Au chapitre des dénonciations des dérives autoritaires de l’Espagne, la présidente du Département à Perpignan, avec plusieurs maires et élus, Hermeline Malherbe, a appelé au respect de la liberté et de la démocratie et a exigé la libération des prisonniers indépendantistes. Des banderoles ont été placées sur la façade de l’Hôtel du Département et des politiques et personnalités de la société civile ont créé une « Alliance pour les Libertés Catalogne » en lançant un appel à adhérer au plus grand nombre dans toute la France afin de « dénoncer des faits très graves » et « de peser de tout son poids pour qu’il soit mis immédiatement fin à des pratiques qui rappellent les sinistres méthodes du franquisme ».

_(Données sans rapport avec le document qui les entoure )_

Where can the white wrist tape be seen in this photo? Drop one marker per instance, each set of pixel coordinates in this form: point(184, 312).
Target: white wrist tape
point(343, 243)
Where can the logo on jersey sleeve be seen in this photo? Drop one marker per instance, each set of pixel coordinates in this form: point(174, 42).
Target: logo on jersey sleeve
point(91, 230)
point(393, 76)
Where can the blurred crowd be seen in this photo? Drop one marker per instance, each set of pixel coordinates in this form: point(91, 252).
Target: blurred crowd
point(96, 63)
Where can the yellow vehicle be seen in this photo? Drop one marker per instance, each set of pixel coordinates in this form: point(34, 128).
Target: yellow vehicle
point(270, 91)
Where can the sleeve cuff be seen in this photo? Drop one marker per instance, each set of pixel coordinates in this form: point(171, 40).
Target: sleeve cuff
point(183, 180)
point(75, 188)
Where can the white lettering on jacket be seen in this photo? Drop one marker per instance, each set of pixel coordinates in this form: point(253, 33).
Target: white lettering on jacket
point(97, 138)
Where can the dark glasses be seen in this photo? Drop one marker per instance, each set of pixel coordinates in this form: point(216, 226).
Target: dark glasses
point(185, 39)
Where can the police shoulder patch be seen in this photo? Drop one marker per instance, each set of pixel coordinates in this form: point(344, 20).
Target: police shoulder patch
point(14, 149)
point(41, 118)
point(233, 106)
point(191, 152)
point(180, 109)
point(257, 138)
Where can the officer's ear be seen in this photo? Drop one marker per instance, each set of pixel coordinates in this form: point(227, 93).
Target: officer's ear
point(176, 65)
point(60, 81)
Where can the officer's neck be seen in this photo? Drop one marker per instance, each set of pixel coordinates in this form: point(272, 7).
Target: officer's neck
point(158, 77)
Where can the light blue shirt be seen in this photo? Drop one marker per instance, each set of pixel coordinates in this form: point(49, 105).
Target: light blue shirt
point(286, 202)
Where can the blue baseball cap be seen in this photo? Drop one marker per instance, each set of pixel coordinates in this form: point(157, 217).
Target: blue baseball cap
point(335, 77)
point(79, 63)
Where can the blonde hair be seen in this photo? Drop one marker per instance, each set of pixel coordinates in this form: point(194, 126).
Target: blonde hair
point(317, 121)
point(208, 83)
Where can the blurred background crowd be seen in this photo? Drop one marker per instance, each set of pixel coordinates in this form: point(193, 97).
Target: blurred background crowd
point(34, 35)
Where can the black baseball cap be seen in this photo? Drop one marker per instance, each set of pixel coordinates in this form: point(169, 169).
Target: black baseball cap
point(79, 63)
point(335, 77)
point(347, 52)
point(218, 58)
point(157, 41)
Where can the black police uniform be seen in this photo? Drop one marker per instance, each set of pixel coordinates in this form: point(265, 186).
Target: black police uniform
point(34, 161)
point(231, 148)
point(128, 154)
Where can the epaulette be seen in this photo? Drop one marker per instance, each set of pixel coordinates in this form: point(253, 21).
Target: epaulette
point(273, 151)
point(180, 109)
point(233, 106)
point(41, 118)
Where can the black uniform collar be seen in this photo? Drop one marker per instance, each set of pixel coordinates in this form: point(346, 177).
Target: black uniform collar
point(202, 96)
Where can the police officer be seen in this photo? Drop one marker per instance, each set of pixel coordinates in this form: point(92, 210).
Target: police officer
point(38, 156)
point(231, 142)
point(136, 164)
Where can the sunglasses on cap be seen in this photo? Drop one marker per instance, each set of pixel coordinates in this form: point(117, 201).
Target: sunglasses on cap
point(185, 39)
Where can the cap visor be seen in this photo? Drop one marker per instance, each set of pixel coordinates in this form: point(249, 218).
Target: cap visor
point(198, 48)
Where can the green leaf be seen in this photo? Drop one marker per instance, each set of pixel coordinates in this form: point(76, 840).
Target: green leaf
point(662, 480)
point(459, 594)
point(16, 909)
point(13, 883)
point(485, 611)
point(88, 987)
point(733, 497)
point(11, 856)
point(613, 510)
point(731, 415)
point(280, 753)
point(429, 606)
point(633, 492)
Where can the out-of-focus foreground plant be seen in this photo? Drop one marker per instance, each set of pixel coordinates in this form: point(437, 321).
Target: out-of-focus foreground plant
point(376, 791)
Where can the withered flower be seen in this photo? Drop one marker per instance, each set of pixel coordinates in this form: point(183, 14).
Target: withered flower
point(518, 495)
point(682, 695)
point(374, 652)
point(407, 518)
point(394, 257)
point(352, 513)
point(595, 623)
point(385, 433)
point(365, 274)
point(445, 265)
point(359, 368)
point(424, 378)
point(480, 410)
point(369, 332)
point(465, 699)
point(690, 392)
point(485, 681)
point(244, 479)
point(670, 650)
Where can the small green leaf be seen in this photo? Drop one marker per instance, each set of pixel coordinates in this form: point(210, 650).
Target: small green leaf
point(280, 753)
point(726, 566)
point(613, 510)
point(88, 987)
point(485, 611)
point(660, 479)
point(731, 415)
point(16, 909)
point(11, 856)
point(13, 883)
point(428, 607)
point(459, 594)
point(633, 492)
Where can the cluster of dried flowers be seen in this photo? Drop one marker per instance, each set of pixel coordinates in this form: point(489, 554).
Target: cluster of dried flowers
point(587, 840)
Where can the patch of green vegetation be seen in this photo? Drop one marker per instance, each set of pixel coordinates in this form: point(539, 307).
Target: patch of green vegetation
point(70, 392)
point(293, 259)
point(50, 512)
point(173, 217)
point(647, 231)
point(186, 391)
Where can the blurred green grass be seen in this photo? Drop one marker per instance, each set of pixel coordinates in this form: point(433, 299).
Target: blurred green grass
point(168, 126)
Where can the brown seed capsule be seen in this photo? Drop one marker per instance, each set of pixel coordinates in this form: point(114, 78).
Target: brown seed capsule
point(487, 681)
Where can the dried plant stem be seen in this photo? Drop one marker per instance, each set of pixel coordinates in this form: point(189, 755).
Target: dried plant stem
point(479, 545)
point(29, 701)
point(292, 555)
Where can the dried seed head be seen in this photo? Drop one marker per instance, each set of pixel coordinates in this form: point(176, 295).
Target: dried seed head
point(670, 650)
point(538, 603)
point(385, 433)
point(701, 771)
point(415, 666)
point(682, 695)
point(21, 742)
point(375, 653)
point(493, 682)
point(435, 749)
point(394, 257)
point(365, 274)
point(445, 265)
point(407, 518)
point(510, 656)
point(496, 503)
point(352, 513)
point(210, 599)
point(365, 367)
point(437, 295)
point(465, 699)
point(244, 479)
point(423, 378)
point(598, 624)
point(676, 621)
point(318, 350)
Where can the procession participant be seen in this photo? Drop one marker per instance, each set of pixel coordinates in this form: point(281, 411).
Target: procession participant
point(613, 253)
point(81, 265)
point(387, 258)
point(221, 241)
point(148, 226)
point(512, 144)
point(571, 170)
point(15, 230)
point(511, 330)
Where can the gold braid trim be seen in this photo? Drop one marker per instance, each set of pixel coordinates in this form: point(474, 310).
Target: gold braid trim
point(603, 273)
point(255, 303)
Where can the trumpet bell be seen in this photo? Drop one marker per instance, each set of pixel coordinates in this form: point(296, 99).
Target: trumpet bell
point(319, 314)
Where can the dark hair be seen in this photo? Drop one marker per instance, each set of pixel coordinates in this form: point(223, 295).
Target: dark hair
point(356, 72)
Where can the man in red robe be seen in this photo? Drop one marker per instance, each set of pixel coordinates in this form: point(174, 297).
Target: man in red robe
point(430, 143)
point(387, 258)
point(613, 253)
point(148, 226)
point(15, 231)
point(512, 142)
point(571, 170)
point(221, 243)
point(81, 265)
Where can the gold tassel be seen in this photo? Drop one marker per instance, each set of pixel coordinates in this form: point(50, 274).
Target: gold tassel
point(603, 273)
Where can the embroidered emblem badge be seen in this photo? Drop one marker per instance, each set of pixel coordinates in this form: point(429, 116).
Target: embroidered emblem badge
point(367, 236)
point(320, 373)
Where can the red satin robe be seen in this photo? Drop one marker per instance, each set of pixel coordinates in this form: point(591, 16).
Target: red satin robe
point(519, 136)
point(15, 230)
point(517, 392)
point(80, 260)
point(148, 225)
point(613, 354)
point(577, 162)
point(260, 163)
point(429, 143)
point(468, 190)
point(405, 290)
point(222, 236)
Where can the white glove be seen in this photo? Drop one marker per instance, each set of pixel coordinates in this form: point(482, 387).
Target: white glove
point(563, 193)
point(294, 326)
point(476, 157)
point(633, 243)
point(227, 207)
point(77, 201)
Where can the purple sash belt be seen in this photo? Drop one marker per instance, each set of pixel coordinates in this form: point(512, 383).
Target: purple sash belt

Sant Jordi en état d’exception

Une ambiance bien tendue pour la célébration de Sant Jordi –en état d’exception-, le patron de la Catalogne, la fête des livres et des amoureux qui mobilise chaque année des centaines de milliers de Catalans et des dizaines d’écrivains dans les rues de tout le pays ; pour la première fois depuis la fin de la dictature de Franco la Sant Jordi sera célébrée sans participation institutionnelle en raison de la suspension de l’autonomie par le gouvernement espagnol. Un livre parmi les centaines publiés ce printemps peut intéresser les lecteurs du catalan qui veulent connaître des aspects cachés du processus et comprendre la proclamation de la République catalane : « Nou homenatge a Catalunya. La República Catalana : crònica d’una revolució », du journaliste et responsable du site d’information Vilaweb, Vicent Partal, publié par Ara Llibres.

> Alà Baylac Ferrer

Contributeur. Maître de conférence à l’Université de Perpignan – Via Domitia (UPVD) en Catalogne du Nord, Alà Baylac Ferrer est spécialiste des langue et culture catalanes. Il est par ailleurs directeur de l’Institut franco-catalan transfrontalier (IFCT). [Lire ses articles]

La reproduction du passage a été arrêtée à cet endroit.